“SUPERAÇÃO DA IMAGEM”
Por Miguel Fernandes
Surgem as primeiras palavras no ecrã. Com elas e nelas, vemos nós as primeiras imagens. Imagens-palavras – a canja aguada, a limonada, a água – e imagens concretas – o que se nos projeta; sôfregos olhares e descolares de retina; imagem de mais e êxtase de menos; malditos letreiros e figuras estranhas… Mas eis que o compasso descompassa, o som se dissipa, e sobra-nos apenas a música de Baccara e outras tantas imagens. E eis, enfim, Febre 40°, filme cujo principal mérito é, se assim podemos dizer, a superação da imagem; filme este que, aliás, como as mais belas músicas, está no ramo das “artes da excitação”, mas que, no entanto, consigo apenas descrever como um quadro.
Estas palavras, eu as escrevi – não tais quais[1] – na ocasião do Festival ECRÃ. Se eu as reescrevo e as subscrevo, é porque o adorável contato que tivemos com Natália Reis em nossa entrevista esclareceu algo que não me havia ocorrido e que uma conversa de uma hora e tantos foi capaz de suscitar. Disse ela, entre muitas outras coisas que o leitor poderá conferir, que a diferença que há entre a criação de Febre 40° e Lua em Câncer é a presença do texto, pois Febre, além de ser baseado num ensaio, se vale das palavras, dos letreiros, enquanto Lua é totalmente desprovido deles.
O signo escrito (as palavras), no caso de Febre 40°, me parece representar incômodo, um contraponto à imagem “concreta”, do qual o filme se liberta para chegar ao estado de êxtase que poucos filmes conseguiram me instigar em apenas 7 minutos.
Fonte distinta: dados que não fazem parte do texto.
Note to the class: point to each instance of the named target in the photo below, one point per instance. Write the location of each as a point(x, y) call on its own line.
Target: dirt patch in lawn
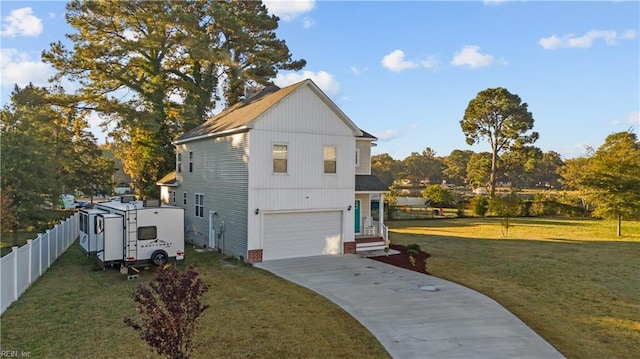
point(402, 259)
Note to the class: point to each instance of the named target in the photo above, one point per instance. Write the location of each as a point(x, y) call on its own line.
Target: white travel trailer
point(89, 230)
point(133, 233)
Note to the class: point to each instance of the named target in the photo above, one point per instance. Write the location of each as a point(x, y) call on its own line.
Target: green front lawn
point(572, 281)
point(76, 311)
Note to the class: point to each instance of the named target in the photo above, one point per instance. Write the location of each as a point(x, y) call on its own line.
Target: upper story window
point(199, 205)
point(330, 154)
point(280, 154)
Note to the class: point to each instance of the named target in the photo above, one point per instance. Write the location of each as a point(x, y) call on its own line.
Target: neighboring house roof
point(241, 116)
point(370, 183)
point(170, 180)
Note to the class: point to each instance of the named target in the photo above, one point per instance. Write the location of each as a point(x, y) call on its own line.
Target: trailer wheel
point(159, 258)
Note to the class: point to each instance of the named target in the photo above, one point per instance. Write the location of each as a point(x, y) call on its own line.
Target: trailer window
point(149, 232)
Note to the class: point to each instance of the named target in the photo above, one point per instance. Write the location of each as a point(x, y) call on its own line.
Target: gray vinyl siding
point(220, 172)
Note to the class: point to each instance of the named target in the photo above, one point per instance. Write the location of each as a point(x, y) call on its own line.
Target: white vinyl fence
point(24, 265)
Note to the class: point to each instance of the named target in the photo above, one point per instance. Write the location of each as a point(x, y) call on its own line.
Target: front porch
point(371, 238)
point(370, 232)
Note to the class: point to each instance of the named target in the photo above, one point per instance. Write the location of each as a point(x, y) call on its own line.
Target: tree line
point(151, 70)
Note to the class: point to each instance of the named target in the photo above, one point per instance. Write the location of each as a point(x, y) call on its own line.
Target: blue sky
point(405, 71)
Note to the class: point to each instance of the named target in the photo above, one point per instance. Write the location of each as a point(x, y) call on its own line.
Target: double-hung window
point(199, 205)
point(330, 154)
point(280, 156)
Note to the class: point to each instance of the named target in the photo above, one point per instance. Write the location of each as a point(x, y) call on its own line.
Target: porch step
point(370, 246)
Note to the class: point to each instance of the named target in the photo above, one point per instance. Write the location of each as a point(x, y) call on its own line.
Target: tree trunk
point(619, 225)
point(492, 176)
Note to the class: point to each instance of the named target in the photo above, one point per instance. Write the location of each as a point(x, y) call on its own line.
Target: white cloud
point(395, 61)
point(610, 38)
point(323, 79)
point(307, 22)
point(18, 68)
point(289, 10)
point(21, 22)
point(470, 56)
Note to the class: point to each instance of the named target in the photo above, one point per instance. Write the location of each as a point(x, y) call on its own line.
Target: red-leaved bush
point(169, 308)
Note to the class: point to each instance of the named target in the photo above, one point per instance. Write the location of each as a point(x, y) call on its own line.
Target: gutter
point(213, 135)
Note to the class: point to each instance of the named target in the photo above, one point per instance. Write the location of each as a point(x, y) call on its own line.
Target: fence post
point(14, 250)
point(29, 241)
point(40, 253)
point(48, 248)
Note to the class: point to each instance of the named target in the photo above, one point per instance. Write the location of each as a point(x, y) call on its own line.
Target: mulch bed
point(402, 259)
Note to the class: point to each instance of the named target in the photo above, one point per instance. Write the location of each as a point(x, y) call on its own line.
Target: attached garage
point(301, 234)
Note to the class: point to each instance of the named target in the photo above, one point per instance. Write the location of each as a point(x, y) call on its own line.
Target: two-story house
point(283, 174)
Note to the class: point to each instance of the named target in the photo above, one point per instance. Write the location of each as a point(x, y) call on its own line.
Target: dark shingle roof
point(169, 180)
point(242, 113)
point(370, 183)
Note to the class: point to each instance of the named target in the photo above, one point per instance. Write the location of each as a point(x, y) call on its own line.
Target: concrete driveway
point(415, 315)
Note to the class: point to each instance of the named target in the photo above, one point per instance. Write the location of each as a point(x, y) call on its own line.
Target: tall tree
point(613, 178)
point(519, 165)
point(503, 119)
point(153, 69)
point(35, 148)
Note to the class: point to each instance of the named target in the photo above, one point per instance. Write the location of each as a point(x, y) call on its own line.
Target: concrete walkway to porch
point(415, 315)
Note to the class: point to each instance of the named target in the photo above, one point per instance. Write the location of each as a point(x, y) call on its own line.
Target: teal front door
point(356, 212)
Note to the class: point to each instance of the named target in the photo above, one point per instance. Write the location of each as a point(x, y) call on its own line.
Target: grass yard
point(572, 281)
point(76, 311)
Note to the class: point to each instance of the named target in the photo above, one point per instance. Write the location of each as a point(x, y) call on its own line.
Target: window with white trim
point(280, 155)
point(330, 154)
point(199, 205)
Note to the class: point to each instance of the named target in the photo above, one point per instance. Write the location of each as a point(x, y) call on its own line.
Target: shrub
point(480, 205)
point(169, 310)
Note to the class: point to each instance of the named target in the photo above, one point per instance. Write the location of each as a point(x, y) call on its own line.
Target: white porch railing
point(24, 265)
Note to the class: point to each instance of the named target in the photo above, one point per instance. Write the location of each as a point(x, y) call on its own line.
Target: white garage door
point(301, 234)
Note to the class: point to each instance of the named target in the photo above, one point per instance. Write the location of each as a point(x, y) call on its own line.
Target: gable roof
point(240, 117)
point(170, 180)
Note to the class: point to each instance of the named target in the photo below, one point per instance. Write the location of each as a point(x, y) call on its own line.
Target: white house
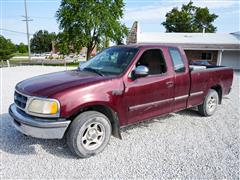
point(216, 48)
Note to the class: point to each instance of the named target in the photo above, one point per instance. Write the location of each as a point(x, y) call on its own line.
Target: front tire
point(210, 103)
point(89, 133)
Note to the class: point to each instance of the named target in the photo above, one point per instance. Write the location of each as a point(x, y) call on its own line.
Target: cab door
point(181, 78)
point(152, 95)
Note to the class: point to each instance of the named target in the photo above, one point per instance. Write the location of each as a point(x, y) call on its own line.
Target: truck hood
point(49, 84)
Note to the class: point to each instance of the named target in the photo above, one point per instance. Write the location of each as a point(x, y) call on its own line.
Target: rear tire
point(89, 133)
point(210, 103)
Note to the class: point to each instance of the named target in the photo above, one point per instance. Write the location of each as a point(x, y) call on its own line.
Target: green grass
point(20, 54)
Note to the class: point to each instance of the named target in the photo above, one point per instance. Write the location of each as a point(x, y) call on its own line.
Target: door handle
point(170, 84)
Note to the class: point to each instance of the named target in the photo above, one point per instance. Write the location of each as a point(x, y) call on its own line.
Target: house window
point(206, 56)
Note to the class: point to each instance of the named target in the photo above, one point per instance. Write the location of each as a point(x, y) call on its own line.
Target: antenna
point(26, 19)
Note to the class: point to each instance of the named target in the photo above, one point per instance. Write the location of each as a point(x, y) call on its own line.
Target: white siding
point(231, 59)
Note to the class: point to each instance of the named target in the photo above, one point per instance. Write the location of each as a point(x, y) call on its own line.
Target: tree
point(7, 48)
point(42, 41)
point(22, 48)
point(62, 44)
point(86, 22)
point(190, 19)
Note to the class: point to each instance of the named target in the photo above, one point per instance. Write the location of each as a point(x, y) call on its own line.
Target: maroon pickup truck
point(120, 86)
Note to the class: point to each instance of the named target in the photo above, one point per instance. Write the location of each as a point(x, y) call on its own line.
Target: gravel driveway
point(180, 145)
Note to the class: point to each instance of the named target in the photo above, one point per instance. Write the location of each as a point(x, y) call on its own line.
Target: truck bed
point(204, 78)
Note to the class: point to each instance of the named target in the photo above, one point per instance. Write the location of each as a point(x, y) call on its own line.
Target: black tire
point(86, 128)
point(210, 103)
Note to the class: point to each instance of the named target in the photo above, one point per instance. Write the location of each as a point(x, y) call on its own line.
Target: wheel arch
point(218, 89)
point(107, 111)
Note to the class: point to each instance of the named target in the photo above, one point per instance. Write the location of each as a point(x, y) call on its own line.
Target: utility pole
point(27, 20)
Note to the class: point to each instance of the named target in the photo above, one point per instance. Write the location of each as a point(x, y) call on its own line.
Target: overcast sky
point(150, 14)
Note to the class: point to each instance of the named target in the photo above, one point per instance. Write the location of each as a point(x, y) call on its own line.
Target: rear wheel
point(89, 134)
point(210, 103)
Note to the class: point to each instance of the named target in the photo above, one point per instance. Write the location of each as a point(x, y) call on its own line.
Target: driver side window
point(153, 59)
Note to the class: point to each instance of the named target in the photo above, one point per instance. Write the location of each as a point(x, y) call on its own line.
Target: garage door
point(231, 59)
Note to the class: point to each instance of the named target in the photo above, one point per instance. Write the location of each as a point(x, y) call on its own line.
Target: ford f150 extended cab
point(122, 85)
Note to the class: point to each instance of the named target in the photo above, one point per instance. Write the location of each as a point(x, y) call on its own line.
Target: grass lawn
point(20, 54)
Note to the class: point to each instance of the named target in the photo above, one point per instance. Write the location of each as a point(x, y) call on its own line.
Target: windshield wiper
point(93, 70)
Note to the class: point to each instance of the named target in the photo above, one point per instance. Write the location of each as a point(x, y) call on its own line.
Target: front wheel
point(89, 134)
point(210, 103)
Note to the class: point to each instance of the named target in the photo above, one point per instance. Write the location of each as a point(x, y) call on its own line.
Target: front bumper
point(38, 127)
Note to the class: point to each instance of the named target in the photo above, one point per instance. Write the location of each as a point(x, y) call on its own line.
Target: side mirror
point(140, 71)
point(81, 63)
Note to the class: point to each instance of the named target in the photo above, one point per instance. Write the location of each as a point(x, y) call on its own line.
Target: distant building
point(216, 48)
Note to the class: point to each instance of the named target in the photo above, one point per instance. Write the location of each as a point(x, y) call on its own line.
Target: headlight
point(44, 106)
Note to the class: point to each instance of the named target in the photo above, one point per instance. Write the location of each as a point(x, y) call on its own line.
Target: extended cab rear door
point(181, 78)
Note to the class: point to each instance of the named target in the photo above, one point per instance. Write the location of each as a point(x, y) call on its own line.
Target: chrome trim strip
point(181, 97)
point(149, 105)
point(31, 98)
point(196, 93)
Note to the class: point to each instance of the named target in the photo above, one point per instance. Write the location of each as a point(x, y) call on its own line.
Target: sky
point(150, 14)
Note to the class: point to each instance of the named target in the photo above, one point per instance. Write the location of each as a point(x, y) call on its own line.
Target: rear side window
point(177, 60)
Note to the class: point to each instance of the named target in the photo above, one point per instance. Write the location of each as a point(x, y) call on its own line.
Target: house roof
point(187, 40)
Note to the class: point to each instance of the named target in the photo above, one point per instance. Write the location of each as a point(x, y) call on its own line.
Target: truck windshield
point(112, 61)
Quanto a Lua em Câncer, foi este um trabalho em que, já liberta do texto, Natália, como nos disse, se permitiu, mais do que antes, à abstração; trabalho este em que o que nos toca é o puro movimento escorrendo pelas telas, o elã dos corpos, sem intermédio do signo, sem significação.
E é por isso que, embora carregue o signo de câncer no nome, o signo escrito pouco parece importar: a sua arte se dirige diretamente aos nossos sentidos mais primitivos, não exigindo de nós a operação de espírito que há em ler um texto, seja “prosaico” ou “poético”. Pois o homem ama observar o movimento puro e simples; pois a música encontra na sucessão de sons a expressão de um sentimento sem o intermédio do signo; e, se os filmes de Natália Reis são “entretenimento infantil” – como dito em seu Anúncio – e “musicais” – como disse a ela um amigo –, é porque eles se dirigem aos mais primitivos dos nossos sentidos, às mais primevas das nossas paixões.
[1] O texto foi consideravelmente editado, mas, com o acréscimo de uma coisa ou outra, a ideia que se apresenta é a mesma.